What do we want? Evidence-based change! When do we want it? After peer review.”


So read a banner at the American ‘Rally to Restore Sanity’ a couple of years back. And you have to ask, is that ever any less than a reasonable request? Change brought about based on the results of professionally conducted research? Difficult to argue the alternative, surely.

Chartered occupational psychologist Dr Craig Knight used a picture of that banner as part of a recent presentation. He’s done plenty of work measuring workplace well-being and productivity, and in an entertaining session, made great play of how little the typical office has really changed in the century or so since FW Taylor’s pioneering work, ‘Principles of Scientific Management’.

Knight detailed an experiment that he and colleagues had conducted in which office workers were allowed varying levels of freedom to control their own workplace.

They monitored individuals placed in four office environments: ‘lean’ (rows of workstations, in which you have no power to change how things are), ‘enriched’ (a more natural workspace with flowers and art), ‘compromised’ (someone else dictating the personal nature of the space, not you) and finally ‘empowered’ (in which you get to decide on how your workspace looks). After observing how people worked in these environments, they then tested their mental faculties.

The results? Essentially, the more empowered an individual is, the better their quality of work and productivity levels. People in an ‘enriched’ workplace are typically 15 per cent more productive than those in a ‘lean’ one. In fact, after a decade of Knight’s experiments and research, the ‘lean’ workplace has always come out worst.

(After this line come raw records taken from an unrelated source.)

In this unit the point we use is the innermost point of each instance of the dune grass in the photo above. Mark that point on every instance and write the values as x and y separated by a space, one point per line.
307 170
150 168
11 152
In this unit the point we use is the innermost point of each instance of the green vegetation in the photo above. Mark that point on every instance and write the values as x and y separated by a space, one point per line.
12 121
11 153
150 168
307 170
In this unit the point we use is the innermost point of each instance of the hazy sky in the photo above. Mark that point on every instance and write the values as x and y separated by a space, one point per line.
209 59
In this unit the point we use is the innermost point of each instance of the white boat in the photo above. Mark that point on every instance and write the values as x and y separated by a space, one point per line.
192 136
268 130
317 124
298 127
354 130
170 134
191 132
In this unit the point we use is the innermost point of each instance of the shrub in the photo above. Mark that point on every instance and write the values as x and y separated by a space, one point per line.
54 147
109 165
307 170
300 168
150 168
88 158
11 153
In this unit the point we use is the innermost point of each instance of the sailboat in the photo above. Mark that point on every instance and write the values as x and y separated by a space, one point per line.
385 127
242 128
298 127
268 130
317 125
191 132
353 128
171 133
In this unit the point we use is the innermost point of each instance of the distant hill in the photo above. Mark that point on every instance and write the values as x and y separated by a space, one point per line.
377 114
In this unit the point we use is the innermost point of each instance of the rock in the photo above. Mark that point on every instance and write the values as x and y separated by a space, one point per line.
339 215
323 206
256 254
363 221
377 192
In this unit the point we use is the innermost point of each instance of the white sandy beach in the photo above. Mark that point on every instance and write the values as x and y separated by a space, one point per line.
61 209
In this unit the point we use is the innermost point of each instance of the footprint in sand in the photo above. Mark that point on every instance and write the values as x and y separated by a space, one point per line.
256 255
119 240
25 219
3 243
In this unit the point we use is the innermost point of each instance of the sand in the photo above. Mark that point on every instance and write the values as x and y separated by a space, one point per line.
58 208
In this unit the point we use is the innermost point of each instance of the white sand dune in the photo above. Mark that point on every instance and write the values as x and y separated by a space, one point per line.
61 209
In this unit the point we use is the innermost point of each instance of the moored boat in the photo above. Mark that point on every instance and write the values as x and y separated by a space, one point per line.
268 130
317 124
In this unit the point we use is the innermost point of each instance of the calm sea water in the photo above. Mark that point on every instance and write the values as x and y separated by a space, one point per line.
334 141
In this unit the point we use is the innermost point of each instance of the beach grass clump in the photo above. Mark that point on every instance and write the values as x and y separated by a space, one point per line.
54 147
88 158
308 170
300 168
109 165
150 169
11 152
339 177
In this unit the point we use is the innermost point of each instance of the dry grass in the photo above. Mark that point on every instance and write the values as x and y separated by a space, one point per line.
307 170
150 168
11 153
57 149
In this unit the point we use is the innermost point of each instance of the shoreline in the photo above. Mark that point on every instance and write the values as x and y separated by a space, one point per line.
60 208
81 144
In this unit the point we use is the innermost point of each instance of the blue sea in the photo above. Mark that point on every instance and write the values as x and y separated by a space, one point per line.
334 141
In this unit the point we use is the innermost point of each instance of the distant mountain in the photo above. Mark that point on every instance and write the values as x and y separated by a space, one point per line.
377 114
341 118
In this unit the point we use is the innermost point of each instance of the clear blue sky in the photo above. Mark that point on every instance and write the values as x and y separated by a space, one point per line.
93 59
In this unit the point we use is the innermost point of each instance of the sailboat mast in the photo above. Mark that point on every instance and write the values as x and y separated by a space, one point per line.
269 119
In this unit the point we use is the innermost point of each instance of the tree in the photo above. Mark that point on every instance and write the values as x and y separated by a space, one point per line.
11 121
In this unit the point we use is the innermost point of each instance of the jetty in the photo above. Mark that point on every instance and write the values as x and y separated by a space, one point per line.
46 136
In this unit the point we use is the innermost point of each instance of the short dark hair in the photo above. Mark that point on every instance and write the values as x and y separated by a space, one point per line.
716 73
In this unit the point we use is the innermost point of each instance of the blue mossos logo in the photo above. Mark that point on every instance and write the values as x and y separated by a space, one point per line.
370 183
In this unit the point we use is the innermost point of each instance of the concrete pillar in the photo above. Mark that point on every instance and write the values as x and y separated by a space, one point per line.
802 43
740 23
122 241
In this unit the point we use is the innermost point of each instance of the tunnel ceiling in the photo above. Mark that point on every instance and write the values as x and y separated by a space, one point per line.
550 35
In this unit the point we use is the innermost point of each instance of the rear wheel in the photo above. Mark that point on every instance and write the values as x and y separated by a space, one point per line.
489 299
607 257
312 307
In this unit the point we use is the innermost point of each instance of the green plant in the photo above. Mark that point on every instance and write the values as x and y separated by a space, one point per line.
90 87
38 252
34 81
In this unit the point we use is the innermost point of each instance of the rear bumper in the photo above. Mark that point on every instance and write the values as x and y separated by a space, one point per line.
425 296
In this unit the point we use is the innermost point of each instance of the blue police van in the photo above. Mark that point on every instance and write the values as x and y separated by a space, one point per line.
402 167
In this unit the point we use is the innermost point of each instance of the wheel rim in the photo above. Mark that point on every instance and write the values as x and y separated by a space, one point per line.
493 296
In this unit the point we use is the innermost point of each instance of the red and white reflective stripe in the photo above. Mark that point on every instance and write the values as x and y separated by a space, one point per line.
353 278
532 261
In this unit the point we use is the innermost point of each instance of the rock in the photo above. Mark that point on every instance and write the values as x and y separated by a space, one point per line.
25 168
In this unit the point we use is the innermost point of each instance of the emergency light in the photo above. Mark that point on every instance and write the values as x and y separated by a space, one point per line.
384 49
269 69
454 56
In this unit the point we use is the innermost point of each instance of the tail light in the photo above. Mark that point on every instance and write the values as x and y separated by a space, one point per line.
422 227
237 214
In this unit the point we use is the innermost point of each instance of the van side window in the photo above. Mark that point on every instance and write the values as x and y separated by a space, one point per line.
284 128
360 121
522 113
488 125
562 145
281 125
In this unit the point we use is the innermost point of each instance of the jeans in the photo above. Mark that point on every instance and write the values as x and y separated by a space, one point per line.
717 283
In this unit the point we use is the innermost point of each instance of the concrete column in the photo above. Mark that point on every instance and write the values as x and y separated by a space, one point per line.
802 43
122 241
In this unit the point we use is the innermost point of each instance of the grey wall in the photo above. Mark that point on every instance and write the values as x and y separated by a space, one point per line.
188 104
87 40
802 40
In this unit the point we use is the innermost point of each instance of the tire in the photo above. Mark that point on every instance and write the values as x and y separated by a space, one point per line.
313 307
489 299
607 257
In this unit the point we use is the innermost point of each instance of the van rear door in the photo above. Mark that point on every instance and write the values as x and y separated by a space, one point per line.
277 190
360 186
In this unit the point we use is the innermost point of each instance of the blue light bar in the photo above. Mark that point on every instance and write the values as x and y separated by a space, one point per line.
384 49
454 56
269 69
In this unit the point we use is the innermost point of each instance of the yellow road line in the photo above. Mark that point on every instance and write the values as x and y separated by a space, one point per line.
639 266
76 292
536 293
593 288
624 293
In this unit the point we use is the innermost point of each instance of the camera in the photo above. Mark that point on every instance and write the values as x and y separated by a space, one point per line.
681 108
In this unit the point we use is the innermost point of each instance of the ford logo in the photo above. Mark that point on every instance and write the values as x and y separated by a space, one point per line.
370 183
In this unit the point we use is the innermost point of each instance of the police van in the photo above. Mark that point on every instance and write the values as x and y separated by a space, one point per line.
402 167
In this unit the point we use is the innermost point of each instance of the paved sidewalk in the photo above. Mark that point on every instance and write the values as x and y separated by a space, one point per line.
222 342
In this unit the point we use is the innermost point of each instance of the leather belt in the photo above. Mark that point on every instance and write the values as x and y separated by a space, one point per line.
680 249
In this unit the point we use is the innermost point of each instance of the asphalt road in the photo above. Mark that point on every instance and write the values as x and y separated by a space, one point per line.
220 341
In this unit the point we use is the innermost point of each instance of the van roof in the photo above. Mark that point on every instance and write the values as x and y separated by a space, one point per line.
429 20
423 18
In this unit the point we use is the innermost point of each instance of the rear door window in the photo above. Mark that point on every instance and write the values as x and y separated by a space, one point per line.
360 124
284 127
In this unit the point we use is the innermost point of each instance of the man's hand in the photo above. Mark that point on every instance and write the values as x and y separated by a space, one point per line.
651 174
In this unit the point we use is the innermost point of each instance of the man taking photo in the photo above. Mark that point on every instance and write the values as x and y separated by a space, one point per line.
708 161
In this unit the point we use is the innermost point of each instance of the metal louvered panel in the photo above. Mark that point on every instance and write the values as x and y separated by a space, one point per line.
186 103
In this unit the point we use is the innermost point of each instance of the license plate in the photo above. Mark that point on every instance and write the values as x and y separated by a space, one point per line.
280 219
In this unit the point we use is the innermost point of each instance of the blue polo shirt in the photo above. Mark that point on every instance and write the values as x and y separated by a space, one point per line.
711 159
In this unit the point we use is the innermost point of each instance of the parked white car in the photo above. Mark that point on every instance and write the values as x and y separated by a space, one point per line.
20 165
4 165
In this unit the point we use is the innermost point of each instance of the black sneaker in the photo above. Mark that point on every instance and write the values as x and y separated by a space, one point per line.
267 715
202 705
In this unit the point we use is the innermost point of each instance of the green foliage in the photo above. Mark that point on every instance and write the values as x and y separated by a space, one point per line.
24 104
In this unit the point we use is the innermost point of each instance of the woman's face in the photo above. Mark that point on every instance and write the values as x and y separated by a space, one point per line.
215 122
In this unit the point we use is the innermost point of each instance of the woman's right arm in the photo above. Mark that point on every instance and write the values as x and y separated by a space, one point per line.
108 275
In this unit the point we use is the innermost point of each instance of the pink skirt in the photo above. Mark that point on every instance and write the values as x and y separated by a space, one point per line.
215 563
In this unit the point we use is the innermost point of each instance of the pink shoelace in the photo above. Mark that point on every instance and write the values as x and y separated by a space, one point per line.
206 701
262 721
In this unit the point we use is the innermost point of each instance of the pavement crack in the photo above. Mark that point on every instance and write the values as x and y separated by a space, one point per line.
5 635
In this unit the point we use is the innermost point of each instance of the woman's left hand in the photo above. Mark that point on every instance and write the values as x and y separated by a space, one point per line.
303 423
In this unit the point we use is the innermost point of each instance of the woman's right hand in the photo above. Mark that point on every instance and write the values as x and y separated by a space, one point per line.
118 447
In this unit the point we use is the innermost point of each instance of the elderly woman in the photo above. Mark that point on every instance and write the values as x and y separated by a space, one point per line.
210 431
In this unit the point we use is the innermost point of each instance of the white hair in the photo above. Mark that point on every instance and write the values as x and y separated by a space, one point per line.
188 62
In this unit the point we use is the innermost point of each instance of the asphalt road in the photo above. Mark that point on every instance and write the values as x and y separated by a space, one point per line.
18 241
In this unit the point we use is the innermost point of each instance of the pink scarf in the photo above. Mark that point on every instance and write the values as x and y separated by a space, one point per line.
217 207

People empowered to develop their own workspace are 32 per cent more productive and make fewer errors. I mean, Hell’s teeth! How is that not important? Empowering people and enriching their working lives increases their productivity. That’s not some woolly claim – it’s been scientifically proven.

Incidentally, this is not just an office worker issue. Knight detailed another experiment in which residents of care homes dramatically improved their problem-solving skills, memory and general state of wellbeing simply by being involved on an ongoing basis in the control over their own environment (making decisions on decor and other day-to-day choices rather than being constantly waited on).

Knight bemoans the fact that typical productivity projects are often instigated with the aim of headline-grabbing instant cost-savings. Take the government, which recently boasted of saving £34,000 per year by removing plants from government buildings.  A prudent saving in a cash-strapped economy? Not against evidence which shows how minimal spending on office greenery can boost productivity.

Knight says there’s an unbroken link between well-being and productivity. Shouldn’t we in FM be doing more with that fact? If we’re to get a grip on FM’s Holy Grail of defining the value we bring, let it be through something like this.

We’d surely do well to more frequently talk up the science behind the facilities services solutions we propose. Because while our opponents in such arguments are certainly entitled to their opinions, they can’t be entitled to their own facts.